Judging by the many forwarded emails The Blog has received, it seems the Anchorage hockey community is blowing up the in-box of UAA Chancellor Tom Case in regards to the school's search for a new hockey coach.
And the authors of those emails, alumni and UAA hockey supporters among them, are not sending sunshine, rainbows and attaboys.
Instead, a number of them are very critical of the four-man committee UAA assembled to winnow candidates to four finalists announced this week. Seawolves athletic director Steve Cobb is also the subject of criticism in many emails. (The Blog’s email suggests Cobb and his immediate boss, Bill Spindle, are getting some emails too).
The problem people appear to have with the committee is that it does not include a member of the hockey program’s alumni or the hockey community, two groups that are severely alienated from UAA hockey.
The whole process at UAA is driven by human resources, which according to Cobb, requires committee members to be university employees.
Yet at a time when UAA hockey is in severe decline – consecutive last-place finishes in the Western Collegiate Hockey Association and attendance plummeting so badly it’s just sad to see so few fans inside Sullivan Arena – further alienating the alumni and hockey communities is a stunning misstep, the equivalent of shooting into your own net.
Nor does it help the situation that a number of folks who emailed Case received this reply from his staff: “Thank you for your interest in Seawolf Athletics.’’
Look, we’re sure Case gets a ridiculous amount of email and he and his staff likely can’t answer every one in detail, but seriously, that’s the reply? Might as well respond, “Beat it.’’
The committee consists of men’s basketball coach Rusty Osborne, running coach Michael Friess, volleyball coach Chris Green and faculty representative Dr. Stephen Strom.
As hockey supporter Ashley Reed wrote to Case, “Dr. Cobb’s selection committee to select the next hockey coach makes as much sense as allowing 4 hockey players to select the Chancellor.’’
The Blog doesn’t have any reason to think committee members aren't working diligently, but that’s hardly a committee with its fingers on the pulse of the hockey community. The coaches on the committee would seem to have a great handle on the challenges and obstacles of coaching and recruiting in Anchorage, which is good, but it is doubtful they have a strong grip on just how disappointed the alumni and community supporters are in the hockey program, or in challenges specific to the hockey program.

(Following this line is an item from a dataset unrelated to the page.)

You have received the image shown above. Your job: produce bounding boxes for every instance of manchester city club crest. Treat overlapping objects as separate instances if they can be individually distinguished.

UAA could learn something from Maine, which is also looking for a new coach. Maine’s committee includes a former Black Bears player (former Alaska Aces defenseman Peter Metcalf), boosters and supporters, a faculty rep with a hockey background and a Maine professor with a hockey background. That represents a wide range of hockey knowledge.

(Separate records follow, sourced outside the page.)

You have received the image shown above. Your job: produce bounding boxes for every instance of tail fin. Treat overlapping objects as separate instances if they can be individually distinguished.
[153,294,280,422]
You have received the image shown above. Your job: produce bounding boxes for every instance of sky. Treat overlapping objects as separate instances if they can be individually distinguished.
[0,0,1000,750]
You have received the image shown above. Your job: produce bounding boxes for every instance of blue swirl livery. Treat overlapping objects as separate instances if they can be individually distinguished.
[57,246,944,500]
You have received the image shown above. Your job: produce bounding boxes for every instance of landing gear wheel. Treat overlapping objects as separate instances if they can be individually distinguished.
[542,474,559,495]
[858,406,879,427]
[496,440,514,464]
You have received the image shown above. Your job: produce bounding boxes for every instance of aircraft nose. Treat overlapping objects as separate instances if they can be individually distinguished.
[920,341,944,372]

For what it's worth, UAA hockey alumni will get a half-hour with each of four finalists when they begin visiting town, starting next week.
The general sense The Blog gets from folks we’ve talked to is they are underwhelmed by the finalists – former UAA assistants Chris Brown (head coach, Division III Augsburg College) and Damon Whitten (current assistant, Michigan Tech), Air Force associate coach Mike Corbett and Division III Utica coach Gary Heenan.
While we’re on the subject of coaching candidates, The Blog is aware that some people, for reasons confounding to us, think the four candidates the ADN revealed recently – before finalists were chosen – were leaked to the ADN by someone inside UAA. That is rubbish.
Former UAA coach John Hill told the ADN directly, on the telephone, that he applied – and, was noted in the ADN when he became hockey coach at his alma mater, we grew up together, remain friends and speak semi-regularly. Corbett likewise confirmed his candidacy in a phone call. Dimond High hockey coach Dennis Sorenson confirmed his application in an email, as did UAA associate head coach Campbell Blair. A handful of guys who seemed like possible candidates emailed back to say they did not apply for the job.
We would have loved to have made more phone calls and written more emails to prospective candidates and been able to reveal more candidates – UAA does not release the full list – but have been busy covering the Alaska Aces’ playoff run. In fact, the puck drops here at Sullivan Arena here in about an hour, so we need to get to the finish line on this posting.
Lastly, some folks in the community seem surprised UAA apparently did not attract a bunch of big hitters for its job opening. Why anyone would be surprised is a mystery. Sure, there are only 59 Division I jobs as bench boss, but UAA’s is not a gem in terms of pay or quality – face it, the WCHA will be a watered-down league next season. Plus, it’s not always about the coach – almost any applicant will have a family, and yanking kids out of school and moving the whole family all the way to Alaska, far away from friends and family, is a huge move.
What UAA is, though, is a good first Division I head coaching job for a guy. And whoever lands it, through no fault of his own, will have some fence-mending to do with both alumni and the hockey community.